Request to use HttpOnly Cookies for Auth0 Authentication

Dear Auth0 Support Team,

I am writing to inquire about the possibility of using HttpOnly cookies for authentication in my application that uses Auth0. I understand that Auth0 currently uses a combination of both HttpOnly and Secure cookies for authentication and session management.

I am interested in using HttpOnly cookies as an additional layer of security to prevent cross-site scripting (XSS) attacks and to be compliant with certain regulations. I understand that HttpOnly cookies are only accessible via the HTTP protocol and cannot be accessed or modified by client-side scripts.

I would appreciate it if you could let me know if it is possible to use HttpOnly cookies instead of the current Secure cookies for authentication in my application.
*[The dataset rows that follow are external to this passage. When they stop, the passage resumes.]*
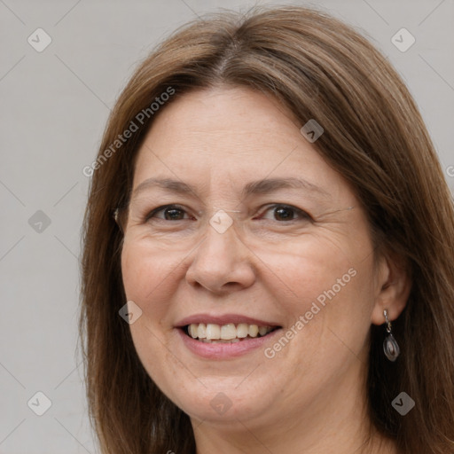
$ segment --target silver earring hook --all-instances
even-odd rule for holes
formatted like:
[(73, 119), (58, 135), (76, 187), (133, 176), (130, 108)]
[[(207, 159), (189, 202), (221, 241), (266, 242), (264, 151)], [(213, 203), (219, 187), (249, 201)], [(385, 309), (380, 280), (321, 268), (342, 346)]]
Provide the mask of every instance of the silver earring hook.
[(387, 324), (387, 332), (391, 333), (391, 322), (387, 319), (387, 309), (383, 310), (383, 315)]

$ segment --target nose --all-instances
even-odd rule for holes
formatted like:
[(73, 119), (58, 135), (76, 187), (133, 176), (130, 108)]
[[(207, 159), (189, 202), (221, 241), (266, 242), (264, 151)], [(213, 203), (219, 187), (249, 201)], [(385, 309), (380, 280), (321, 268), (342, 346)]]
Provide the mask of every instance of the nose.
[(186, 271), (186, 281), (217, 294), (247, 288), (255, 280), (253, 257), (233, 225), (220, 233), (208, 223)]

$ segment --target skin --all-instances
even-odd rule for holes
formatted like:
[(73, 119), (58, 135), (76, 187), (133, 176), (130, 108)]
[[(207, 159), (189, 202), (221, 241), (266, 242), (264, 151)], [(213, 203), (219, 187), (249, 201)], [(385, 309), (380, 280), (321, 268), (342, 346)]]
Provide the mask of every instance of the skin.
[[(138, 151), (133, 190), (150, 177), (196, 187), (197, 195), (133, 193), (121, 266), (128, 300), (143, 311), (130, 325), (137, 354), (190, 416), (198, 454), (351, 454), (362, 445), (396, 452), (369, 430), (367, 346), (371, 324), (384, 323), (385, 308), (391, 320), (399, 316), (410, 284), (388, 258), (374, 263), (364, 209), (301, 126), (270, 96), (218, 87), (165, 106)], [(289, 176), (326, 194), (280, 189), (240, 196), (252, 180)], [(276, 203), (310, 217), (290, 210), (284, 213), (294, 220), (283, 219), (270, 207)], [(177, 220), (162, 211), (145, 220), (168, 204), (182, 207)], [(233, 221), (223, 233), (208, 223), (218, 209)], [(201, 358), (175, 329), (195, 313), (236, 313), (274, 321), (285, 333), (351, 269), (355, 277), (272, 358), (262, 348)], [(210, 405), (220, 392), (231, 403), (223, 414)]]

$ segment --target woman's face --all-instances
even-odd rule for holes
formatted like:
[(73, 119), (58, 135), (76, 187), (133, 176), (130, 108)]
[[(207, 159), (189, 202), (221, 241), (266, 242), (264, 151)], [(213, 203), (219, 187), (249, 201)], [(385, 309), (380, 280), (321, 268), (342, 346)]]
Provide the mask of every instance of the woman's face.
[(166, 106), (138, 152), (130, 330), (193, 421), (310, 424), (363, 392), (380, 290), (368, 224), (301, 126), (263, 94), (200, 90)]

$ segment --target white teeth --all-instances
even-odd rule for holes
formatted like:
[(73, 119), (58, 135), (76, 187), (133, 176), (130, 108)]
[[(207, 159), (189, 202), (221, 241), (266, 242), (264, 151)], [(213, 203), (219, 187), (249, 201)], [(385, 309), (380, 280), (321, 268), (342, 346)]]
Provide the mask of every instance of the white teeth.
[(221, 326), (213, 323), (207, 324), (207, 339), (220, 339)]
[(266, 326), (259, 326), (259, 334), (261, 336), (264, 336), (268, 332), (268, 329)]
[(188, 325), (188, 334), (192, 339), (199, 339), (210, 343), (232, 343), (249, 337), (255, 338), (259, 334), (264, 336), (272, 330), (270, 326), (258, 326), (247, 323), (216, 325), (214, 323), (192, 323)]
[(240, 323), (237, 326), (237, 337), (244, 338), (249, 334), (249, 325), (247, 323)]
[(259, 327), (256, 325), (249, 325), (249, 335), (251, 337), (257, 337), (259, 333)]
[(231, 339), (235, 339), (237, 337), (237, 328), (232, 323), (229, 323), (228, 325), (223, 325), (221, 326), (221, 339), (224, 340), (230, 340)]
[(197, 325), (195, 324), (192, 324), (189, 325), (189, 328), (188, 328), (188, 333), (189, 333), (189, 335), (192, 338), (196, 338), (198, 337), (198, 330), (197, 330)]
[[(197, 325), (195, 325), (197, 326)], [(199, 324), (199, 328), (197, 329), (197, 332), (199, 333), (199, 335), (197, 336), (199, 339), (207, 339), (207, 325), (204, 323)]]

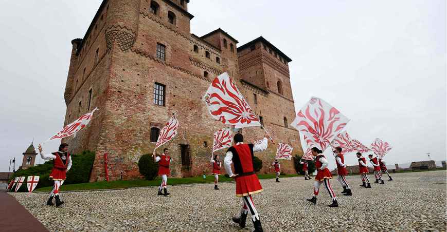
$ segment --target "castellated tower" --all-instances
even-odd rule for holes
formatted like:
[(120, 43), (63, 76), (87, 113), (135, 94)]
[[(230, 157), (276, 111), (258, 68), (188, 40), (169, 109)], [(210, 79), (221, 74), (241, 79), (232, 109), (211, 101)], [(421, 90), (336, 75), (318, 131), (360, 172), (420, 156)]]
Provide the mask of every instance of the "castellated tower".
[[(104, 0), (83, 38), (71, 41), (64, 125), (95, 107), (100, 110), (63, 142), (72, 153), (96, 152), (91, 181), (104, 179), (104, 153), (112, 180), (140, 178), (138, 161), (152, 152), (172, 113), (180, 123), (178, 134), (157, 152), (170, 149), (174, 177), (209, 173), (213, 133), (225, 125), (211, 118), (202, 97), (225, 71), (277, 141), (292, 145), (294, 154), (302, 153), (298, 131), (288, 125), (295, 115), (290, 59), (262, 37), (237, 48), (237, 40), (220, 28), (202, 36), (191, 33), (189, 2)], [(258, 127), (242, 132), (247, 142), (264, 134)], [(273, 171), (276, 150), (271, 143), (256, 154), (264, 162), (261, 172)], [(291, 161), (281, 167), (295, 172)]]

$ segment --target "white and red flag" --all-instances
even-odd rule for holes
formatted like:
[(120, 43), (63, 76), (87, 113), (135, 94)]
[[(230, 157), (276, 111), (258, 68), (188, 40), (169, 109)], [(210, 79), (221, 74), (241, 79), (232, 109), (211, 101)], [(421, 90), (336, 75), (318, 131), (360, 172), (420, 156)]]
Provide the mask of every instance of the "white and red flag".
[(380, 139), (376, 139), (371, 144), (371, 150), (374, 154), (381, 158), (383, 158), (392, 148), (392, 147), (390, 146), (389, 143), (386, 142), (384, 142)]
[(155, 149), (167, 143), (175, 137), (177, 134), (177, 128), (178, 128), (179, 125), (178, 121), (177, 120), (177, 116), (175, 114), (173, 115), (169, 121), (163, 127), (163, 129), (160, 131), (157, 144), (155, 144), (155, 148), (154, 149), (154, 153), (155, 153)]
[(226, 127), (221, 129), (214, 133), (214, 141), (212, 144), (212, 152), (221, 149), (231, 146), (233, 142), (233, 137), (231, 134), (231, 129)]
[(261, 126), (261, 123), (244, 96), (224, 72), (214, 78), (203, 96), (213, 118), (236, 128)]
[(17, 183), (15, 185), (15, 189), (14, 190), (14, 192), (17, 192), (17, 191), (20, 188), (20, 186), (22, 186), (22, 184), (23, 184), (23, 182), (25, 181), (25, 177), (20, 177), (19, 178), (19, 180), (17, 181)]
[(309, 134), (309, 139), (315, 146), (324, 151), (348, 122), (349, 119), (335, 107), (313, 96), (298, 112), (291, 126)]
[(26, 187), (28, 188), (28, 191), (31, 192), (37, 186), (37, 183), (39, 183), (39, 176), (29, 176), (26, 180)]
[(356, 150), (360, 153), (367, 152), (371, 150), (368, 147), (363, 145), (360, 141), (356, 139), (352, 140), (354, 150)]
[(292, 160), (292, 151), (293, 148), (288, 144), (279, 143), (278, 144), (278, 148), (276, 149), (276, 156), (275, 159), (281, 159), (283, 160)]
[(354, 143), (352, 142), (352, 140), (349, 137), (349, 134), (346, 131), (343, 131), (338, 134), (334, 140), (331, 145), (333, 148), (336, 147), (341, 147), (342, 152), (343, 153), (352, 152), (354, 151)]
[(76, 121), (65, 126), (62, 130), (56, 133), (56, 134), (47, 140), (45, 142), (56, 139), (62, 139), (75, 134), (77, 132), (82, 129), (90, 122), (90, 120), (93, 117), (93, 113), (96, 110), (99, 110), (97, 108), (95, 108), (92, 112), (81, 116)]

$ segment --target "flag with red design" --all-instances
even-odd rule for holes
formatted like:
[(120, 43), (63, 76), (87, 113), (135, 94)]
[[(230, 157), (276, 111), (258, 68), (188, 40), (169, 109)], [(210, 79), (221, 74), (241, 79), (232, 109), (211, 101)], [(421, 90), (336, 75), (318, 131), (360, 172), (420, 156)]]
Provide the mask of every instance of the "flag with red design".
[(163, 129), (160, 131), (158, 139), (157, 140), (157, 144), (155, 144), (155, 149), (167, 143), (175, 137), (175, 135), (177, 134), (177, 128), (178, 128), (178, 125), (177, 117), (174, 114), (165, 125)]
[(22, 184), (23, 184), (23, 182), (25, 181), (25, 177), (20, 177), (19, 178), (19, 180), (17, 181), (17, 183), (15, 185), (15, 189), (14, 190), (14, 192), (17, 192), (17, 191), (20, 188), (20, 187), (22, 186)]
[(26, 187), (28, 188), (29, 192), (32, 192), (37, 186), (37, 183), (39, 183), (39, 176), (30, 176), (28, 177), (26, 180)]
[(331, 144), (332, 147), (341, 147), (343, 153), (352, 152), (354, 151), (354, 143), (349, 137), (349, 134), (346, 131), (343, 131), (338, 134)]
[(96, 110), (98, 110), (97, 108), (95, 108), (92, 112), (81, 116), (76, 121), (65, 126), (59, 132), (56, 133), (56, 134), (47, 140), (45, 142), (56, 139), (67, 138), (75, 134), (77, 132), (84, 128), (90, 122), (90, 120), (92, 120), (92, 118), (93, 117), (93, 113)]
[(335, 107), (313, 96), (298, 112), (291, 125), (309, 134), (309, 139), (324, 151), (348, 122), (349, 119)]
[(226, 72), (212, 81), (203, 101), (211, 117), (225, 124), (236, 128), (261, 126), (258, 117)]
[(288, 144), (279, 143), (278, 144), (278, 148), (276, 149), (276, 156), (275, 159), (281, 159), (283, 160), (292, 160), (292, 151), (293, 148)]
[(231, 146), (233, 137), (231, 136), (231, 129), (225, 128), (221, 129), (214, 133), (214, 141), (212, 144), (212, 152)]
[(384, 142), (380, 139), (376, 139), (374, 142), (371, 144), (371, 150), (374, 154), (383, 158), (388, 151), (392, 148), (389, 144), (386, 142)]
[(352, 144), (354, 150), (356, 150), (360, 153), (367, 152), (371, 150), (368, 147), (365, 146), (360, 141), (356, 139), (352, 140)]

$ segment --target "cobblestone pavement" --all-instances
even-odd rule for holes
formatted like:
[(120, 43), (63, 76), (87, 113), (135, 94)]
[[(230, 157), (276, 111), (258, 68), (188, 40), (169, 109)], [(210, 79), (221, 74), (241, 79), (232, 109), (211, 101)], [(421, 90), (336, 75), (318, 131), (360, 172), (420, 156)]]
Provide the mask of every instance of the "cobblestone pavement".
[[(323, 186), (317, 204), (307, 202), (313, 180), (302, 177), (262, 180), (264, 191), (253, 198), (265, 231), (445, 231), (446, 171), (392, 176), (394, 181), (372, 183), (369, 189), (359, 187), (359, 176), (348, 177), (351, 197), (340, 194), (332, 180), (338, 208), (327, 206), (331, 200)], [(154, 187), (62, 192), (65, 203), (60, 208), (45, 205), (46, 194), (12, 194), (50, 231), (253, 230), (249, 217), (244, 229), (231, 221), (242, 204), (234, 183), (220, 184), (220, 190), (212, 184), (168, 187), (171, 195), (166, 197), (157, 196)]]

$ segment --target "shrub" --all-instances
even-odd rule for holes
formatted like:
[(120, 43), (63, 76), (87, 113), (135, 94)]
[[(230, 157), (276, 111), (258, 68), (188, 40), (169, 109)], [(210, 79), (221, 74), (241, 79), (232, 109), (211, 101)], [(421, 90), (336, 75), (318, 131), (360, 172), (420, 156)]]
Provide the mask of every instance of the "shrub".
[(253, 166), (255, 167), (255, 172), (259, 171), (262, 169), (262, 161), (257, 157), (253, 157)]
[(138, 161), (138, 169), (140, 173), (148, 180), (155, 179), (158, 172), (158, 166), (154, 162), (154, 158), (151, 154), (141, 156)]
If so, could you please provide me with any necessary steps or guidelines for implementing this change?

Thank you for your time and assistance.

Best regards,
Avi Cohen


Hey there @Insighting welcome back!

Setting cookies to HttpOnly would prevent JavaScript from reading the value. If you are building a SPA application for example, JS must have access to these values.

If this is a requirement for your application you may need to move your authentication to a backend which would allow for the use of HttpOnly cookies and sessions as needed.

Hope this helps!

Thank you Tyf,

We are currently using Auth0 for authentication in our application, and we want to ensure that our users’ data is as secure as possible. can you kindly help us with additional info:
What information do these security cookies typically hold?
What are the security risks in case these cookies are hacked?

This topic was automatically closed 14 days after the last reply. New replies are no longer allowed.